Custom Hostname for Cloud Instances

Custom Hostname for Cloud Instances

Cloudera Altus Director provides the simplest way to deploy and manage Cloudera Enterprise in the cloud. It enables customers to unlock the benefits of enterprise-grade Hadoop while leveraging the flexibility, scalability, and affordability of the cloud. It integrates seamlessly with Amazon Web Services (AWS), Google Cloud Platform (GCP), and Microsoft Azure, and provides support to build custom plugins for other public or private cloud environments.

Motivation

While automating the provisioning of a cluster on the cloud using Altus Director, customers often ask how to standardize hostnames in line with internal naming conventions. Each cloud provider has a different approach to naming the instances. For example, A typical Amazon EC2 private DNS name looks something like this: ip-12-34-56-78.us-west-2.compute.internal, where the name consists of the internal domain, the service, the region, and a form of the private IPv4 address. These names cannot be registered with an Enterprise Active Directory due to the limitations discussed here, in Microsoft’s documentation. Furthermore, organizations often standardize hostnames in their Active Directory setup to help them classify servers based on type, purpose, location, or other factors.

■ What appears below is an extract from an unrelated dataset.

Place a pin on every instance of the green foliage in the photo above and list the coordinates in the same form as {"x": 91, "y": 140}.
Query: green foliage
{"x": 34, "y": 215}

In this blog post, we will discuss an approach that addresses the above challenge by using cloud instance metadata and an external utility to generate unique custom hostname(s) dynamically, which will comply with organizational standards. This approach also supports the dynamic sizing of the cluster, which greatly increases the adoption of cloud-based deployments.

Approach

The solution described here involves exposing a REST endpoint that is invoked by the Altus Director during the bootstrapping phase of each instance with a standardized hostname prefix (Example: edh-master). The endpoint generates a series of monotonically increasing numbers which is attached to the hostname-prefix (Example: edh-master-01) to create a unique custom hostname that is registered with the DNS. The counter used during the generation of the numbers is persisted and updated in a backend data store by the utility that serves the REST endpoint.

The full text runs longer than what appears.